For immobile constituents (i.e., phosphorus and potassium), industry has not yet chosen to introduce real-time sensors. In some cases, phosphorus and potassium levels in the corn belt states where VRT was first used, are very high, and field availability has been found to exceed producer needs for the current crop year and the near future. In other regions, such as western states, lower availability of immobile nutrients is common. For these nutrients, discontinuous nutrient sensor mapping methods have the potential for gathering and analyzing soil samples in separate field operations.

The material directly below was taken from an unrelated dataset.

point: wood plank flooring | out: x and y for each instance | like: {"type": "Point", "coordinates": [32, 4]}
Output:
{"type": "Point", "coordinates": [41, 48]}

Three systems are under development by government and academia which automatically extract and analyze soil samples for phosphorus, potassium, and nitrates (Adsett and Zoerb, 1991; Birrell, 1995; Morgan and Ess, 1996).
There exists the potential for a vast increase in the timeliness and amount of information if additional means of data collection and analysis become available. Sensors will play an important role in supporting technology for precise applications of nutrients, pesticides, and other inputs. Only a few commercial sensors are available today. Efforts continue by both private companies and the public sector to develop real-time sensors for additional agricultural indexes. Basic research in the sensors arena is fundamental to an improved understanding of the variations in site-specific crop production in a wide variety of regional production systems.
Remote Sensing
Remote sensing—the acquisition of information from remote locations such as an airplane or satellite—is a potentially important source of data for precision agriculture. In the long term, remote sensing could provide numerous forms of information, both spatially and temporally. However, improvements are needed in the analytical products and delivery systems if remote sensing is to meet its promise for precision agriculture.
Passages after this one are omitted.